Austin, TX- Texas Gov. Greg Abbott on Nov. 21 ordered all state agencies to conduct risk assessments and withdraw state funds from investments in China.
“I direct Texas investing entities that you are prohibited from making any new investments of state funds in China,” Abbott wrote in a letter to agencies. “To the extent you have any current investments in China, you are required to divest at the first available opportunity.
“As Chinese aggression against the United States and its allies seems likely to continue, the financial risk associated with holding investments in China will also rise.”
Last year, the governor called on state universities to divest themselves of Chinese investments, and he and other governors called on investment management company Vanguard to put state money in funds that do not invest in China.

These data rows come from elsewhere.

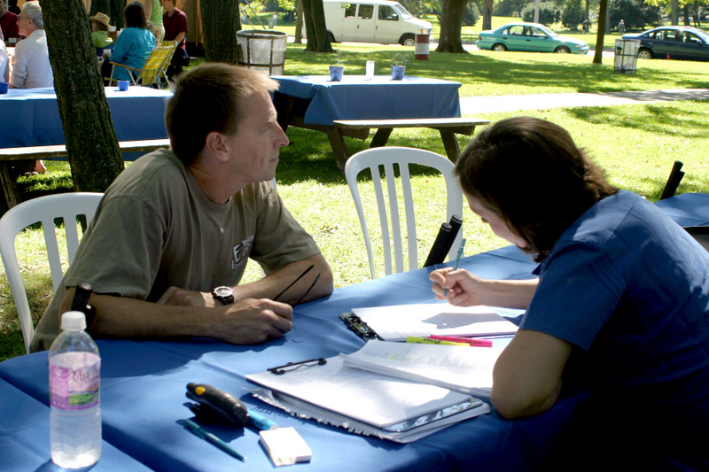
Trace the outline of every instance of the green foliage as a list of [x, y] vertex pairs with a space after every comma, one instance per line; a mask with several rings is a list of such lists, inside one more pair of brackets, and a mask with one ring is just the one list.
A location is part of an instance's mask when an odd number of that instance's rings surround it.
[[[526, 0], [501, 0], [493, 5], [494, 16], [521, 17], [522, 9], [529, 2]], [[533, 17], [534, 18], [534, 17]]]
[[583, 0], [566, 0], [561, 9], [561, 24], [568, 29], [579, 29], [586, 18]]
[[[559, 9], [552, 2], [542, 2], [539, 6], [539, 22], [542, 25], [553, 25], [559, 20]], [[531, 23], [534, 20], [534, 3], [529, 3], [522, 9], [522, 19]]]
[[[501, 26], [511, 19], [494, 19]], [[499, 22], [499, 25], [498, 25]], [[616, 36], [617, 37], [617, 36]], [[407, 53], [399, 46], [338, 45], [346, 74], [364, 74], [366, 60], [375, 60], [378, 74], [386, 73], [396, 53]], [[289, 45], [286, 74], [326, 74], [331, 54], [302, 51], [302, 45]], [[413, 53], [410, 52], [412, 55]], [[411, 60], [407, 71], [412, 75], [439, 77], [462, 82], [461, 97], [502, 96], [582, 91], [706, 89], [709, 64], [691, 61], [639, 61], [635, 74], [614, 74], [612, 65], [593, 66], [588, 57], [555, 54], [492, 53], [435, 54], [429, 61]], [[642, 104], [623, 106], [579, 107], [542, 111], [475, 113], [494, 121], [511, 116], [543, 118], [566, 128], [579, 146], [608, 173], [612, 183], [646, 197], [659, 198], [675, 159], [684, 162], [686, 175], [678, 191], [709, 193], [709, 131], [705, 117], [707, 102]], [[373, 132], [372, 132], [373, 135]], [[371, 135], [370, 140], [371, 139]], [[359, 221], [342, 173], [334, 164], [327, 138], [322, 133], [289, 128], [290, 146], [281, 150], [277, 172], [278, 193], [286, 205], [312, 234], [342, 287], [370, 278], [369, 264]], [[459, 136], [461, 147], [470, 141]], [[346, 138], [350, 152], [366, 149], [367, 142]], [[440, 135], [432, 129], [398, 129], [389, 145], [428, 149], [445, 155]], [[35, 185], [70, 191], [71, 174], [66, 162], [47, 162], [50, 172], [20, 179], [23, 198]], [[415, 208], [421, 221], [417, 234], [420, 258], [425, 258], [441, 222], [443, 193], [441, 179], [423, 170], [414, 173]], [[363, 178], [365, 187], [370, 186]], [[374, 212], [372, 203], [368, 213]], [[464, 208], [464, 236], [468, 239], [465, 254], [471, 255], [507, 245], [495, 236], [469, 208]], [[371, 228], [371, 227], [370, 227]], [[24, 231], [16, 241], [17, 251], [35, 322], [44, 312], [51, 294], [43, 235], [40, 228]], [[381, 252], [381, 246], [378, 246]], [[64, 251], [64, 249], [61, 250]], [[419, 263], [423, 261], [419, 260]], [[261, 277], [250, 264], [245, 282]], [[7, 278], [0, 273], [0, 361], [24, 353], [19, 323]]]
[[662, 24], [660, 7], [646, 4], [643, 0], [611, 0], [611, 26], [615, 28], [622, 19], [626, 29], [645, 29], [646, 25], [653, 27]]
[[468, 6], [465, 7], [465, 12], [463, 15], [463, 24], [474, 25], [479, 19], [480, 11], [478, 9], [478, 5], [472, 2], [469, 3]]

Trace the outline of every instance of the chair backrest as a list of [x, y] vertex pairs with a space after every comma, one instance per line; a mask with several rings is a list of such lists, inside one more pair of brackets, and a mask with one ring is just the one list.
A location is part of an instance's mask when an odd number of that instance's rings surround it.
[[[367, 248], [367, 256], [370, 259], [370, 272], [374, 279], [374, 259], [372, 257], [371, 241], [370, 233], [367, 229], [367, 221], [364, 217], [364, 210], [360, 197], [360, 191], [357, 186], [357, 175], [365, 168], [371, 172], [374, 192], [377, 197], [377, 205], [379, 210], [379, 224], [382, 231], [382, 244], [384, 249], [384, 265], [386, 275], [392, 274], [392, 251], [391, 245], [394, 250], [394, 267], [396, 272], [403, 272], [403, 244], [401, 237], [401, 228], [399, 216], [399, 198], [396, 191], [394, 164], [398, 165], [401, 187], [403, 199], [404, 217], [406, 223], [406, 236], [408, 240], [409, 269], [418, 268], [418, 252], [417, 248], [416, 237], [416, 220], [414, 215], [414, 202], [411, 193], [411, 179], [409, 172], [409, 166], [417, 164], [428, 166], [437, 169], [446, 181], [447, 190], [447, 213], [446, 220], [441, 217], [440, 221], [431, 222], [435, 225], [435, 232], [438, 231], [440, 223], [448, 222], [454, 214], [463, 215], [463, 192], [453, 176], [453, 163], [440, 154], [424, 151], [421, 149], [401, 148], [401, 147], [381, 147], [368, 149], [357, 152], [345, 165], [345, 177], [347, 180], [352, 198], [354, 200], [354, 206], [357, 209], [357, 215], [360, 218], [362, 232], [364, 236], [364, 245]], [[386, 179], [386, 193], [388, 197], [388, 207], [391, 219], [387, 217], [386, 205], [385, 203], [384, 189], [380, 177], [379, 167], [385, 169]], [[389, 225], [392, 228], [392, 237], [389, 236]], [[458, 247], [462, 241], [462, 232], [458, 233], [456, 241], [448, 252], [448, 257], [455, 257], [457, 254]], [[391, 239], [391, 242], [390, 242]]]
[[163, 72], [170, 59], [172, 59], [176, 48], [176, 41], [162, 41], [157, 48], [152, 50], [138, 76], [142, 79], [142, 85], [155, 83], [160, 74]]
[[11, 208], [0, 219], [0, 256], [3, 258], [3, 265], [5, 267], [10, 289], [12, 290], [12, 298], [15, 299], [19, 325], [25, 338], [25, 348], [27, 352], [29, 352], [29, 344], [35, 333], [35, 327], [22, 275], [19, 273], [19, 265], [15, 252], [15, 237], [27, 227], [37, 222], [42, 223], [44, 241], [47, 244], [47, 257], [51, 272], [52, 287], [56, 292], [64, 274], [61, 269], [54, 220], [58, 218], [64, 220], [66, 251], [69, 256], [69, 263], [71, 263], [79, 248], [76, 216], [86, 215], [86, 223], [90, 223], [103, 195], [103, 193], [74, 192], [40, 197]]

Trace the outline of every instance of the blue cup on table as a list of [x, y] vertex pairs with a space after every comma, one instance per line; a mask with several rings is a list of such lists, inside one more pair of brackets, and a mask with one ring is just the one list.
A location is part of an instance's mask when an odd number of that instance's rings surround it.
[[401, 81], [404, 78], [406, 66], [392, 66], [392, 80]]
[[345, 74], [344, 66], [330, 66], [330, 80], [334, 82], [339, 82], [342, 80], [342, 74]]

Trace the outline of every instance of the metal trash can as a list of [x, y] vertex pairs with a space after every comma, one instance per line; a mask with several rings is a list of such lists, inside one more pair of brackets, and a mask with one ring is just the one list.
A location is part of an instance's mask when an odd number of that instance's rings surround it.
[[237, 43], [241, 50], [239, 66], [269, 75], [283, 75], [288, 44], [285, 33], [261, 29], [237, 31]]
[[616, 74], [635, 74], [637, 53], [640, 51], [639, 39], [615, 40]]

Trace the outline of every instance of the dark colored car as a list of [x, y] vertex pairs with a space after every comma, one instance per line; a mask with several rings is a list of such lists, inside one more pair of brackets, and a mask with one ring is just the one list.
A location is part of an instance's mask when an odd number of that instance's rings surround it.
[[709, 61], [709, 35], [693, 27], [659, 27], [644, 33], [623, 35], [639, 39], [638, 58]]

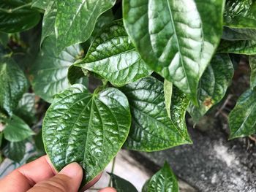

Abbott said the Chinese Communist Party (CCP) is a foreign adversary to the United States and pointed to its “belligerent actions” in the Indo-Pacific region as a destabilizing factor that increases financial risk.
China’s economy under the CCP is not a free market economy, as industries operate to meet the Party’s goals rather than market demand. It is also notoriously opaque, allowing foreign investors only limited access to data.
Further, the risk associated with VIEs is high because they are technically illegal in China. If Beijing chooses to crack down on the use of this structure, Western investors could immediately lose trillions.
For example, although Alibaba and Baidu are currently listed on the New York Stock Exchange, when investors purchase their stocks, they are actually buying ownership in an offshore shell company. This shell company receives a portion of Alibaba’s or Baidu’s profits, but investors do not have any legal claim to either company’s actual assets.
Abbott’s divestment directive is the latest in a string of orders he issued this week to protect Texans from CCP influence.
On Nov. 19, the governor signed an executive order to protect Texans from the CCP’s espionage operations.